Now read · Student sample

What Artificial Intelligence Is

Year 8 sample · \~300 words

Student sample for assessment

Written by a Year 8 student in Adelaide, South Australia.

Artificial intelligence is technology that can do things that normally need human brains. Basically, AI works by learning from huge amounts of data rather than being told exact instructions for every situation. For example, when you use your phone, lots of AI is helping. The biggest use of AI right now is in things like voice assistants and on streaming platforms.
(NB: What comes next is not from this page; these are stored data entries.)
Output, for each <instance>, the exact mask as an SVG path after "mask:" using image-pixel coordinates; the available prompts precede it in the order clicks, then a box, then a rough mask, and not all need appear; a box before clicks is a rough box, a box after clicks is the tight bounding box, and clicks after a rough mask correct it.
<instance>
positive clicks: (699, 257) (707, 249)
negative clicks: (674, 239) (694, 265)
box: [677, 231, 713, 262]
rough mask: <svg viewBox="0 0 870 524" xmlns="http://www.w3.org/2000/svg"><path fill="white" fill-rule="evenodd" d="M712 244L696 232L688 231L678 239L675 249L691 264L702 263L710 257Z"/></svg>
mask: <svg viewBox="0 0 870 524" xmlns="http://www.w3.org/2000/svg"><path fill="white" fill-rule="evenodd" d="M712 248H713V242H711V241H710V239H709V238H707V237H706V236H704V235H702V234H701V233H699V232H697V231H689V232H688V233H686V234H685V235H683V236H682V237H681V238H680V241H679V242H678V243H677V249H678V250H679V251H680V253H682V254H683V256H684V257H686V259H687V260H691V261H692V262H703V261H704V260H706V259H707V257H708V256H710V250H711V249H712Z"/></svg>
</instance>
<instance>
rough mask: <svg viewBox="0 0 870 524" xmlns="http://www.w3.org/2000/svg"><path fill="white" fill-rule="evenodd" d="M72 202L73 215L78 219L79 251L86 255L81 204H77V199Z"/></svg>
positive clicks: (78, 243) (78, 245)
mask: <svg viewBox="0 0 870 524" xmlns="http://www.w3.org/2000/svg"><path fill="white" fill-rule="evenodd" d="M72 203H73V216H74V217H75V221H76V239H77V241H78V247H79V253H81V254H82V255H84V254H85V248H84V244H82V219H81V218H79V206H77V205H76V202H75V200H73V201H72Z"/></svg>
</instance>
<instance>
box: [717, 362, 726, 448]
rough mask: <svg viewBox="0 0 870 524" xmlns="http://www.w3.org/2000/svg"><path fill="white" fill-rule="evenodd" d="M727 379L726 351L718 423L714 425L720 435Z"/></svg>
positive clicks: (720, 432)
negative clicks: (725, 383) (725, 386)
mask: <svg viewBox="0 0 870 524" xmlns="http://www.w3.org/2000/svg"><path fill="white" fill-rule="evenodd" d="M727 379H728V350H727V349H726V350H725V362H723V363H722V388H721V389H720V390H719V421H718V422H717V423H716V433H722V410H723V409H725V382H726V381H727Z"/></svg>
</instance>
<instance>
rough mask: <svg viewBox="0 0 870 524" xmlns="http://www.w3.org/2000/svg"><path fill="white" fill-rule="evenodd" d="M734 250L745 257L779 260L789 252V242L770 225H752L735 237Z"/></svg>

These systems learn from watching what you do and then they suggest things they think you might like. Machine learning is the name for this, and it's basically when a system gets better at its job by looking at loads of data and finding patterns in it. There are so many places where AI shows up in your daily life that you probably don't even realise. Recommendation systems on Netflix and Spotify are trained using information about what you watch and listen to, so they can suggest stuff you might enjoy. Another really important place AI is used is in navigation apps like Google Maps—they use data from millions of phones to work out what the quickest route is. Spam filters on email are basically AI systems that have learned to spot the difference between real messages and junk. Things like voice assistants, self-driving cars and even medical technology all rely on AI to process information and make decisions about what to do. So basically, AI is just computers learning patterns from data instead of being given exact rules. The main difference between normal computers and AI is that AI can improve by itself when it sees more data. There's no way around it—artificial intelligence is already a big part of how technology works in the world. In the future, AI will probably be used in even more ways that we can't predict yet.